CMPSCI Theory Seminar

A Stochastic Process on the Hypercube with Applications to Peer-to-Peer Networks.

Micah Adler, UMass Amherst

25 February 2003

4:00 p.m., Room 140 Computer Science Building

A fundamental building block of Peer-to-Peer networks is a distributed hash table (DHT): a hash table where the keys are partitioned across a set of processors. In this talk, we analyze a DHT based on the Content Addressable Network DHT. We demonstrate that in our DHT, the number of queries required to find a key in the table is $\log_2 n+O(1)$, the number of pointers each processor maintains is $\log_2 n+O(1)$, and during a sequence of $n$ processor arrivals, the ratio between the maximum load of a processor and the minimum load of a processor is always $O(1)$ (with high probability). To the best of our knowledge, this is the first analysis of a DHT that demonstrates asymptotically optimal load balance, while still only requiring $O(\log n)$ pointers per processor, and $O(\log n)$ queries per location.

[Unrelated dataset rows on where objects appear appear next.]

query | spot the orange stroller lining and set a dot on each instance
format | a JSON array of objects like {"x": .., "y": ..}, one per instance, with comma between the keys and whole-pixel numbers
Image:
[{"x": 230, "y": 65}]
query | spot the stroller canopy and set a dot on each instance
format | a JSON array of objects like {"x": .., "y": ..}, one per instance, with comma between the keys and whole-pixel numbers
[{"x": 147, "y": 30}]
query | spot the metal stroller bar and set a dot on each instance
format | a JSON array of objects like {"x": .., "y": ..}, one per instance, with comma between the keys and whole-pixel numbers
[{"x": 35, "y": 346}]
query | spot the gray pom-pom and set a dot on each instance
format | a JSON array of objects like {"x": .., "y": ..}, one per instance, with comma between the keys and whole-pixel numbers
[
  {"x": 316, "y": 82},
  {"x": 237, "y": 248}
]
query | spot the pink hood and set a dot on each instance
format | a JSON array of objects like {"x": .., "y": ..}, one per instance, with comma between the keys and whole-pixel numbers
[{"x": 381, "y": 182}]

Our analysis reduces to the following stochastic process executed on a hypercube with $n$ vertices. Initially, the nodes of the hypercube are uncovered. In each step, pick a node at random and if it is uncovered, cover it. Otherwise, if it has any uncovered neighbors, cover a random uncovered neighbor. This can be viewed as a structured coupon collector process. We demonstrate that $O(n)$ steps suffice to cover all nodes of the hypercube with high probability. Furthermore, our proof extends to a large family of graphs, including $d$-regular graphs where $d =\Omega( \log n \log \log n)$, and random $d$ regular graphs with $d = \Omega(\log n)$.

Joint work with Eran Halperin, Richard Karp and Vijay Vazirani

Last modified 18 February 2003